When Your Income is from Only One Customer
Provided by Visa, Content Partner for the SME Toolkit
The "Eggs in the Basket" Dilemma
Having all your eggs in one basket is always a dangerous situation, especially if that customer is a slow pay. It's devastating because by extending credit, you're becoming their bank. And if you're tied to one customer and that customer is sold or runs into a problem they'll take you down. You can't fix the one-customer situation overnight. You need to set plans or goals to attract additional customers and then slowly work towards those goals.
Having one customer is a balancing act. On one hand, you're rooting for the customer and hoping they will continue to like your service. On the other hand, you have to work very hard at building your own enterprise so that the failure of the one customer will not put you out of business. Edeburn suggests having regular meetings with the customer to monitor how their business is going and to find out if there are ways you can be of more help. Edeburn also advises that before making any major investments try to get a long term commitment from the customer, one that allows for price adjustments.
Small Accounts Can Help
If you find yourself growing quickly with one customer, you may be tempted to terminate smaller accounts. Smaller accounts give a business a constant, reliable source of income even if it is dwarfed by large orders from one customer. “These secondary sources of income can be particularly helpful to a manufacturer who's dealing primarily with one large retailer,” says SCORE counselor Larry Lakin. “Often these retailers can help you establish a market or test-market a product. Testing like this can help you determine whether to commit to the manufacturing. And if the product succeeds in the smaller store, or with a niche retailer, the manufacturer has more of a story when he wants to take it to Wal-Mart.”
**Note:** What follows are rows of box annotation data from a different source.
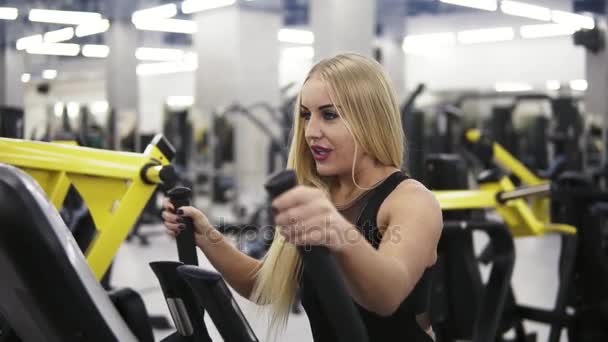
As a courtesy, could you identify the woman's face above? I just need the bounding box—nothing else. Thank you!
[300,77,361,176]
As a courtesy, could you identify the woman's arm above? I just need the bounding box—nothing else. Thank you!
[335,181,442,316]
[273,180,442,316]
[196,227,261,299]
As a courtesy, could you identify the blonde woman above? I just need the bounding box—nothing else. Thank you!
[163,54,442,342]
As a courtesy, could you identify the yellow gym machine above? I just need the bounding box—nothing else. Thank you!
[0,134,175,280]
[433,130,576,237]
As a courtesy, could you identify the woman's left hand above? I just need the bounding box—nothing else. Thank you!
[272,185,358,251]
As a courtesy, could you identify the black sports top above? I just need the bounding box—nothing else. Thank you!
[300,172,433,342]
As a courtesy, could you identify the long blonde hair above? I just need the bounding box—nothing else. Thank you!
[251,53,405,336]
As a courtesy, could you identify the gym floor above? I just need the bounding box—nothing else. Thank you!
[112,225,568,342]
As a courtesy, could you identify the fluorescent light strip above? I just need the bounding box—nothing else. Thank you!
[82,44,110,58]
[75,19,110,37]
[439,0,498,11]
[570,80,589,91]
[133,17,198,34]
[547,80,562,90]
[282,46,315,59]
[42,69,57,80]
[131,4,177,20]
[25,43,80,56]
[500,0,551,21]
[551,11,595,30]
[135,47,185,62]
[167,96,194,108]
[519,24,576,39]
[458,27,515,44]
[44,27,74,43]
[29,9,101,25]
[182,0,236,14]
[17,34,42,50]
[0,7,19,20]
[277,29,315,44]
[494,82,534,93]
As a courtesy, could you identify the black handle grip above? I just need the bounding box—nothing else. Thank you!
[264,170,368,342]
[167,187,198,265]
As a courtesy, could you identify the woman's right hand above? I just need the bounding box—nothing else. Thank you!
[161,198,213,236]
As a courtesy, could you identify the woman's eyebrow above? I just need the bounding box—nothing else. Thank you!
[300,103,335,110]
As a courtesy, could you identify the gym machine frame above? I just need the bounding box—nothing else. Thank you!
[0,134,175,280]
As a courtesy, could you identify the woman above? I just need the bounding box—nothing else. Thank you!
[163,54,442,342]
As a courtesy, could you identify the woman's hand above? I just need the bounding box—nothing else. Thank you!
[161,198,213,236]
[272,186,361,252]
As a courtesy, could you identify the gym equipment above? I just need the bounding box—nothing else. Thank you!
[0,164,153,342]
[0,107,25,139]
[0,135,175,279]
[425,154,515,342]
[264,170,369,342]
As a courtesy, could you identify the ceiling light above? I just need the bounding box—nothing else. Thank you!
[0,7,19,20]
[182,0,236,14]
[500,0,551,21]
[458,27,515,44]
[76,19,110,37]
[25,43,80,56]
[439,0,498,11]
[519,24,576,39]
[494,82,534,93]
[29,9,101,25]
[44,27,74,43]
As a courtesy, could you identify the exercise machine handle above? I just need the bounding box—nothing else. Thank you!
[264,170,368,342]
[167,186,198,265]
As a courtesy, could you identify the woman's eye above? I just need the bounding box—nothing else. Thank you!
[323,112,338,120]
[300,112,310,121]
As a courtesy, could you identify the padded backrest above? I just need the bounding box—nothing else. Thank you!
[0,164,136,342]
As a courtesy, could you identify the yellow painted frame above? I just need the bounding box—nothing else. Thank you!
[0,135,173,279]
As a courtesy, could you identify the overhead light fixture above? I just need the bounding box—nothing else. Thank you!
[53,102,65,118]
[28,9,102,25]
[402,32,456,56]
[75,19,110,37]
[439,0,498,11]
[66,102,80,119]
[25,43,80,56]
[42,69,57,80]
[82,44,110,58]
[494,82,534,93]
[136,53,198,76]
[519,24,576,39]
[135,47,186,62]
[551,11,595,30]
[17,34,42,51]
[132,17,198,34]
[167,96,194,109]
[277,29,315,44]
[131,4,177,20]
[0,7,19,20]
[500,0,551,21]
[182,0,236,14]
[570,80,589,91]
[281,46,315,59]
[547,80,562,91]
[458,27,515,44]
[43,27,74,43]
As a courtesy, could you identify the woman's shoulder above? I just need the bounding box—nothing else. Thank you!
[378,178,441,224]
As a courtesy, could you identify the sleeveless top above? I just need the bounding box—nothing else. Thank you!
[300,172,433,342]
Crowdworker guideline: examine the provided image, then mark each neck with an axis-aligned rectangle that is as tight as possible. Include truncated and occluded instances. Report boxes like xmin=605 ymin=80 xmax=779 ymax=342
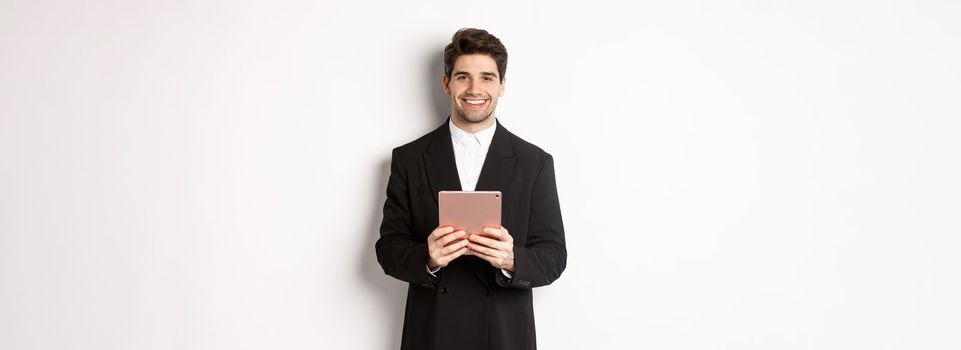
xmin=450 ymin=113 xmax=496 ymax=134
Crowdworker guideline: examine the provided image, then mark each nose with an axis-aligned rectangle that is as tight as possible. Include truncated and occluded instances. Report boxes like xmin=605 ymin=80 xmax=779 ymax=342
xmin=467 ymin=79 xmax=477 ymax=95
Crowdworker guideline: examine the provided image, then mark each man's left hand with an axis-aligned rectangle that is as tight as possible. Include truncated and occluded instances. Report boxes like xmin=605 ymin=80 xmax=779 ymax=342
xmin=467 ymin=226 xmax=514 ymax=272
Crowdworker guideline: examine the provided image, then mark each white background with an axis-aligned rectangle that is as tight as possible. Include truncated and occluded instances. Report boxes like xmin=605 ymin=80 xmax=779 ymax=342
xmin=0 ymin=0 xmax=961 ymax=350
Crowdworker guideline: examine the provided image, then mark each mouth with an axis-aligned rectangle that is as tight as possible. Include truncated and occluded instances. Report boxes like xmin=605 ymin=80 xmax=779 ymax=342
xmin=460 ymin=98 xmax=490 ymax=109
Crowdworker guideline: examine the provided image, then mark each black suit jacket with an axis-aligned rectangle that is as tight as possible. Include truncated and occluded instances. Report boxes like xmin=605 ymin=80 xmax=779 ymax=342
xmin=375 ymin=118 xmax=567 ymax=350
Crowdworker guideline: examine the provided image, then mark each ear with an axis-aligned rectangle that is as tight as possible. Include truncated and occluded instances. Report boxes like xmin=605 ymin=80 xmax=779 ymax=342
xmin=441 ymin=74 xmax=450 ymax=96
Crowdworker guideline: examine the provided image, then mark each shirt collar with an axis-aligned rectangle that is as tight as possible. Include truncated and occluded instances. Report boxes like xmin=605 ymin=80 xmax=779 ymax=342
xmin=447 ymin=117 xmax=497 ymax=149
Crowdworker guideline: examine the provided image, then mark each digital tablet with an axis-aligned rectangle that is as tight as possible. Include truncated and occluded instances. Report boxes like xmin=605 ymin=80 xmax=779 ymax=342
xmin=437 ymin=191 xmax=501 ymax=254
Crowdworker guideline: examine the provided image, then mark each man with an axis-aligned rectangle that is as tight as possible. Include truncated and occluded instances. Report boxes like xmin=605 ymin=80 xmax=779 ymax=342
xmin=375 ymin=29 xmax=567 ymax=350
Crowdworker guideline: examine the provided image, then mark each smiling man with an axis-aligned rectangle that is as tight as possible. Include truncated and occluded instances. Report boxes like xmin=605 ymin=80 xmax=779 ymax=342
xmin=375 ymin=29 xmax=567 ymax=350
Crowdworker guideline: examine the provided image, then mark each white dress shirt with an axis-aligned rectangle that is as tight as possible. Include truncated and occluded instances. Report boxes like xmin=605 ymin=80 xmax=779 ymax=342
xmin=427 ymin=120 xmax=513 ymax=278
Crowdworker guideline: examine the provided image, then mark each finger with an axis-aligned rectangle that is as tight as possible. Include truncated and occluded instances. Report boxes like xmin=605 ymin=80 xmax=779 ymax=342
xmin=484 ymin=226 xmax=513 ymax=241
xmin=484 ymin=226 xmax=501 ymax=238
xmin=427 ymin=226 xmax=454 ymax=241
xmin=470 ymin=235 xmax=511 ymax=250
xmin=437 ymin=247 xmax=467 ymax=266
xmin=468 ymin=243 xmax=507 ymax=258
xmin=474 ymin=251 xmax=499 ymax=267
xmin=440 ymin=239 xmax=470 ymax=256
xmin=438 ymin=230 xmax=467 ymax=246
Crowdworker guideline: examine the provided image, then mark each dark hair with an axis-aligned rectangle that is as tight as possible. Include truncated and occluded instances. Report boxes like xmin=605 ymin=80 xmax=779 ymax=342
xmin=444 ymin=28 xmax=507 ymax=82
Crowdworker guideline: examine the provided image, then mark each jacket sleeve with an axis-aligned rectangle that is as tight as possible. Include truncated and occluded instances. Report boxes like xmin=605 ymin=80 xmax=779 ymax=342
xmin=496 ymin=154 xmax=567 ymax=288
xmin=374 ymin=149 xmax=437 ymax=288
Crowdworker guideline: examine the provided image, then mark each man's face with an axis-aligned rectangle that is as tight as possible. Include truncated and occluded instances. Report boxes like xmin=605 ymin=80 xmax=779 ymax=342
xmin=444 ymin=54 xmax=504 ymax=123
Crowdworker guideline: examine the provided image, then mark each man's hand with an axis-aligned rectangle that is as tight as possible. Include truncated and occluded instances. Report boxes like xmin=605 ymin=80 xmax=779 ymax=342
xmin=467 ymin=227 xmax=514 ymax=272
xmin=427 ymin=226 xmax=468 ymax=271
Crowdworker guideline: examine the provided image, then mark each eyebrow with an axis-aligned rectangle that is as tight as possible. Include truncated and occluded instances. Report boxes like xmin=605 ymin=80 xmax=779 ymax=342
xmin=453 ymin=70 xmax=497 ymax=78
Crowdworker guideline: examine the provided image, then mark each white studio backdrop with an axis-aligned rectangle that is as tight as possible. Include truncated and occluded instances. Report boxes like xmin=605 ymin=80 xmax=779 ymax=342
xmin=0 ymin=0 xmax=961 ymax=350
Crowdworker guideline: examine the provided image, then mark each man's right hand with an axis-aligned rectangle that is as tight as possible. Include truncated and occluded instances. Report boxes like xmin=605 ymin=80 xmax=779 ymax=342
xmin=427 ymin=226 xmax=468 ymax=270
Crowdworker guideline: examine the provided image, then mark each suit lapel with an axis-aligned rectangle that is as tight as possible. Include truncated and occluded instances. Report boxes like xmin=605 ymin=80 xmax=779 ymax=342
xmin=474 ymin=121 xmax=517 ymax=191
xmin=423 ymin=119 xmax=517 ymax=202
xmin=424 ymin=119 xmax=461 ymax=202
- Run periodic credit checks on your prime customer.
Don't rely on assumptions and data from last year. You owe it to yourself to stay abreast of your big customer's credit worthiness.
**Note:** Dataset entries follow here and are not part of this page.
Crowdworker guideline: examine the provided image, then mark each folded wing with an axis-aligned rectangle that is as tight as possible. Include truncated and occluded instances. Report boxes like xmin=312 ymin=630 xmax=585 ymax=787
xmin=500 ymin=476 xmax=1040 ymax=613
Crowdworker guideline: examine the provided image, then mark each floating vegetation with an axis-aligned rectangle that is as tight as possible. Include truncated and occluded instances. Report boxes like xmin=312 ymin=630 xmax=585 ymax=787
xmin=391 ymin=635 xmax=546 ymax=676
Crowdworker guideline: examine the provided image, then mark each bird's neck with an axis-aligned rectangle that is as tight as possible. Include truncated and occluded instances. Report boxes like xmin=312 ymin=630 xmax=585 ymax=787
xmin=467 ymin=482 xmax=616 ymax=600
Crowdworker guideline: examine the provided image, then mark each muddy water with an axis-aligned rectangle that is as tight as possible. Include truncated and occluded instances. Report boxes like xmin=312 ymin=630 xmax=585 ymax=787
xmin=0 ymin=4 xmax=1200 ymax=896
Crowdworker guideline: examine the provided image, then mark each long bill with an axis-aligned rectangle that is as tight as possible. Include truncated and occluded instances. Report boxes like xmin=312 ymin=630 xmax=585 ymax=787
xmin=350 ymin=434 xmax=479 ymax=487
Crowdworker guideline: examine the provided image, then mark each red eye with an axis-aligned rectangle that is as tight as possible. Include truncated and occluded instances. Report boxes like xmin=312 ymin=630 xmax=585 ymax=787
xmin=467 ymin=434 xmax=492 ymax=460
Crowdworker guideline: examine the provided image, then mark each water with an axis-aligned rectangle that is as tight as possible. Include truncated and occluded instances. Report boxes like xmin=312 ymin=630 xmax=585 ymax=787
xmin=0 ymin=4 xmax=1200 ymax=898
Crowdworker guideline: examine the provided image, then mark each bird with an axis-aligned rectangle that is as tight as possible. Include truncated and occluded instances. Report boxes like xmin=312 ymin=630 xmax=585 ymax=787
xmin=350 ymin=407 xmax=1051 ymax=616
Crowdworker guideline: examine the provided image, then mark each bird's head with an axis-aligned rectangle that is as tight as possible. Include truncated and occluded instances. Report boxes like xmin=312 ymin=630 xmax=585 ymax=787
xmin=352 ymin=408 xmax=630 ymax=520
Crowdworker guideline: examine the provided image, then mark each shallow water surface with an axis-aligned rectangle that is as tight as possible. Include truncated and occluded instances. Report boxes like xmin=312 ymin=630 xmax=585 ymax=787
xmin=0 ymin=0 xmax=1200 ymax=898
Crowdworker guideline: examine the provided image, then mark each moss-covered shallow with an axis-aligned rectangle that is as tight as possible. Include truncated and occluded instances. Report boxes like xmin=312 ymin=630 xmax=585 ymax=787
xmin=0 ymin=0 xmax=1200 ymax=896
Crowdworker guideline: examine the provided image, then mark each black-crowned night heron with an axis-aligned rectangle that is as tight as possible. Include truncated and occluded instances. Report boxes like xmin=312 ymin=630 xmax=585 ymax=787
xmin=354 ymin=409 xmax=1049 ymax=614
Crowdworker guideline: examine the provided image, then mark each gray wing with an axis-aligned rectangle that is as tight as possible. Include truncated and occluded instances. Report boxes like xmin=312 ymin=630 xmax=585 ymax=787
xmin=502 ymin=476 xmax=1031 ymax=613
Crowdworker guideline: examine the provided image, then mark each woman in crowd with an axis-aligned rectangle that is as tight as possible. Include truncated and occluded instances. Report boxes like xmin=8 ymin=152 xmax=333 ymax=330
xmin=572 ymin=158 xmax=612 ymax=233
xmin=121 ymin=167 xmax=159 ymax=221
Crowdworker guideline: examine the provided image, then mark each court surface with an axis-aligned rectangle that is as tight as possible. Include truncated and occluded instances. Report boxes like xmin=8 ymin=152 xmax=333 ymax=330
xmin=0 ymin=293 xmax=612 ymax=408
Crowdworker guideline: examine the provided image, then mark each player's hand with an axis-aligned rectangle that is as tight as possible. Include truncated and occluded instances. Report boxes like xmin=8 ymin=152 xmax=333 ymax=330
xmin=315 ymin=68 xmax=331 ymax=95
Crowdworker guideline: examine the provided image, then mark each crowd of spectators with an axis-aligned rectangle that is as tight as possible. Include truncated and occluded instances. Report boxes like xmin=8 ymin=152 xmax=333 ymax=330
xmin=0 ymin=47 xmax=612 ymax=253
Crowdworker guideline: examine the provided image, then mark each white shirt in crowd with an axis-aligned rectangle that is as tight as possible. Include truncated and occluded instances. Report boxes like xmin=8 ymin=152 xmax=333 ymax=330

- Create a survival a plan if your prime customer goes under.
Your plan may include cost-cutting, hibernation, or borrowing. No plan is perfect, but—like keeping a flashlight under the bed—it's good to know it's there.
- Understand exclusivity.
Exclusive arrangements—sometimes common with large accounts—prohibit you from supplying to others. These arrangements can be very profitable but they can also be a ball and chain. If you are tied to an exclusive deal, ask for a written agreement with regular guarantees—for example minimum annual guarantees, and if possible price adjustments.